Ethiopia-Eritrean Border Reopens


By Nita Bhalla

BBC News
May 6, 2002

Ethiopia has reopened its borders to United Nations peacekeepers monitoring the ceasefire with Eritrea.

Nine days ago, Ethiopia closed the borders to UN personnel, accusing the UN of violating an agreement and taking journalists from Eritrea into Ethiopian-administered areas without prior permission. The UN mission in Ethiopia and Eritrea (UNMEE) has apologised for the incident.

More than 4,000 peacekeepers are deployed in a 25km buffer zone separating the two countries. The first UN flight left Addis Ababa on Monday, following intense negotiations between the UNMEE and the Ethiopian Government


The flight was carrying the head of the UN peacekeeping mission, Legwaila Joseph Legwaila, who has arrived safely in the Eritrean capital, Asmara.

UNMEE are however treading cautiously. For now they are only planning to send out a few vehicles carrying food, water, oil and fuel from Eritrea to peacekeepers stationed on the Ethiopian side. And Ethiopia has emphasised that the decision to re-open the border was only temporary.

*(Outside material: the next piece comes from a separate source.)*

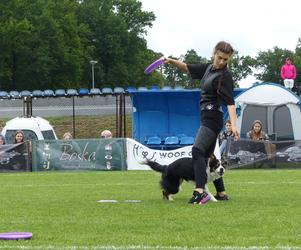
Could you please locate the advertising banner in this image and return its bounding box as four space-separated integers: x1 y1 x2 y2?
126 138 221 170
0 142 31 172
225 138 300 168
32 139 127 171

"We have to requested a number of things from UNMEE and we need clear answers and explanations before we remove the ban permanently," an Ethiopian official said. "The UN have to prove to us that they are totally neutral and impartial in the manner in which they handle the on-going peace process between Ethiopia and Eritrea".


Ethiopia's main request to UNMEE is the removal of the military head of the peacekeeping mission, the Dutch Force Commander, Major-General Patrick Cammaert, whom they accuse of political bias towards Eritrea.

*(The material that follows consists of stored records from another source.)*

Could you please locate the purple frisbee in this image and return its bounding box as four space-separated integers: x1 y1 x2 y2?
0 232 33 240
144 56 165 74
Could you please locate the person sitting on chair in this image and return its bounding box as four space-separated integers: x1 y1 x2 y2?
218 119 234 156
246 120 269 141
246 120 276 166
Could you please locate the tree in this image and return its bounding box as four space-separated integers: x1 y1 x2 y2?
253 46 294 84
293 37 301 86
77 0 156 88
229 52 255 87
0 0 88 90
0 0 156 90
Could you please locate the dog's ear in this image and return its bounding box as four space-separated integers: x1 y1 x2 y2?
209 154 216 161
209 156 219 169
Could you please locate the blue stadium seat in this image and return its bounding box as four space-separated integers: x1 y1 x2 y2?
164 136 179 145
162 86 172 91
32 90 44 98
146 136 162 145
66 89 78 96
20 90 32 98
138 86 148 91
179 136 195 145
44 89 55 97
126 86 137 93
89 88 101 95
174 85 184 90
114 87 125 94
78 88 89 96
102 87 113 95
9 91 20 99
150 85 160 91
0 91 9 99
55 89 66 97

Addis Ababa holds the Force Commander directly responsible for transporting international journalists from the Eritrean capital, Asmara, to the town of Badme, which although in Ethiopian hands - still remains disputed by both countries.

Both Addis Ababa and Asmara claim ownership of the town, which spawned one of the bloodiest conflicts of recent times. Addis Ababa says by taking journalists from Eritrea to Badme without gaining prior permission, the UN was signalling that Badme is in Eritrea.


The UN blockade has restricted the movement and hampered the efforts of the UN peacekeepers.

The ban has also jeopardised previously smooth relations between Addis Ababa and the UN peacekeeping mission. Although the suspension has eased tensions somewhat, the issue of what the UN should do about Major-General Cammaert still need to be resolved.

Diplomatic sources have dismissed the Ethiopian assertions about the Force Commander saying he is known for his "professionalism" and "impartiality".